When I was a kid, I was a huge fan of novelizations of films. I honestly can't tell you why, but I bought a lot of them, often at the used bookstore my dad was a fan of and to which he took me a number of times. Sometimes, it was films I'd seen and loved, like The Rocketeer. Sometimes, it was films I'd seen and been disappointed in, like Dick Tracy. Others, like virtually all of the Star Trek film novelizations, were books I just picked up because I was familiar with the property. I don't own any of them, anymore, though, so I guess ultimately they weren't that important to me, but it was just a weird little phase I went through.
Anyway, as for the Alien novelization: it's a light read, as you'd expect. It took me perhaps three hours total to read and the plot doesn't deviate in any meaningful way from the film's, aside from including a couple scenes cut from the film version (the goodbye scene between Ripley and Dallas, for example, which made it's way back in on one of the 21st century director's cuts), and the derelict ship's pilot being absent. I found it interesting, though, that Foster added a single eye (or eye-like structure, as he called it) to the face-hugger's description. While reading the novelization, I at first imagined this merely to be a mistake on the part of the narrator, but when I thought about how they're depicted in the films, there's simply nothing that could be construed as being an eye of any sort, so I suppose that's simply Foster's take on the creatures. Additionally, the fully-grown alien has eyes, confirming this being how Foster saw them in his mind, which in the scene where Brett dies, he momentarily mistakes for Jones's eyes glowing in the darkness. Foster also mentions suction cups on the creature's undersides, used to attach itself to Kane. This I honestly found kind of silly compared to the way the things attach themselves in the films.
These are all things, however, that I imagine Foster used either from his own imaginings of written descriptions given to him, or perhaps from early concept artwork for the film - which of course went through many iterations before settling on the versions we saw on film.
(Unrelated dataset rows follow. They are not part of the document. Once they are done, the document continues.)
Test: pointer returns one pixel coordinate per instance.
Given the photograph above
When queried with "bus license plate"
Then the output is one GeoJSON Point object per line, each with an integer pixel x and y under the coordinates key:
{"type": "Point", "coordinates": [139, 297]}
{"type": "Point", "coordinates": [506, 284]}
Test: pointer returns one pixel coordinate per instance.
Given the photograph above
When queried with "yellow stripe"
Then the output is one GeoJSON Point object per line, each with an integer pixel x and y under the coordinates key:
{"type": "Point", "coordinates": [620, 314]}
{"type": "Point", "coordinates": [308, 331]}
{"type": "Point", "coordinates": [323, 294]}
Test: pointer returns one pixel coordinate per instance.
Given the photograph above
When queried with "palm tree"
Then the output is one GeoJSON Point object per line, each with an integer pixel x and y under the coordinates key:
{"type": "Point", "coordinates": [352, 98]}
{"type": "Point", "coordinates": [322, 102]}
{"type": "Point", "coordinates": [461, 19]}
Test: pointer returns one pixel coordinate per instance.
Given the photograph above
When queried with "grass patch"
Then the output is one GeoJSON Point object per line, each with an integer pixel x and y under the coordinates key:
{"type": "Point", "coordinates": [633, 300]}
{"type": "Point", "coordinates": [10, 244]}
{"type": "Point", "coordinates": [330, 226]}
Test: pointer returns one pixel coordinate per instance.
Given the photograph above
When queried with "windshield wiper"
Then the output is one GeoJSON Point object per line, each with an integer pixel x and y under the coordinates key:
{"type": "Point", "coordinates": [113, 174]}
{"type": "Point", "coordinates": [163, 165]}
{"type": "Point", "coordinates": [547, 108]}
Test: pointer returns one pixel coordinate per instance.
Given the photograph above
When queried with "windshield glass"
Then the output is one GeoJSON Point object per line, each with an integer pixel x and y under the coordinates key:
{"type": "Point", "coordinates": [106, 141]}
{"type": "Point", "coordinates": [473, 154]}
I'm glad that the final film versions did not have eyes, however, as frankly, it's far more chilling to see that shiny, blank skull "peering" at the camera and/or characters, than "giant, glowing yellow" eyes would be.
What surprised me was the tone of the novel - maybe it's the period in which it was written, or maybe Foster's own sensibilities, but the horror is decidedly absent, compared to the film. The tone, instead, is the sort of dry, by-the-books sci-fi you'd expect of 1950s/60s commercial science fiction prose. A lot of acronyms we're never given the meanings of, a lot of description of step-by-step actions taken by the crew as they perform specific tasks on the ship. Maybe it's meant to add realism, but while it works in a film, it really bogs down the narrative in prose, as it takes you out of the story and makes the reader feel like an uninformed observer who's suddenly become aware they don't belong on the Nostromo's bridge. The scene-changes, where the film frequently flicks back and forth between various crew-members, are badly handled, too, taking the reader out of the story - rather than line breaks (of which the novel has only one), the next paragraph will simply be focused on a different person in a different place. It was jarring.
In addition, the novel feels unbalanced in terms of the "acts" it's divided into. We're 110 pages into the book before Kane is back aboard the ship and placed in the autodoc and another sixty pages before the chest-burster (which has limbs, in this, as opposed to the worm-like appearance in the film) makes its appearance, by which point the book had begun to feel like it was dragging. The remainder of the plot plays out in less than a hundred additional pages, but contrary to feeling rushed, it actually feels lethargic - as if very little is happening and it's being padded out. That is, until we get to the final climactic scenes where the last of the crew--save Ripley--is killed and Ripley makes her escape - all of which, including Ripley's finally besting the xenomorph, is crammed into the last ten pages of the book. It's just badly-balanced plotting.
All of this sounds like a lot of complaining--and it is--but don't get the impression that I hated the novel, because I didn't. It wasn't as good as the film, but it was interesting to take a look at the story from a different perspective and in a different fashion. If I'd never seen the film before reading the novel, however, this book probably wouldn't have enticed me to watch it - so I'm glad it happened the other way around.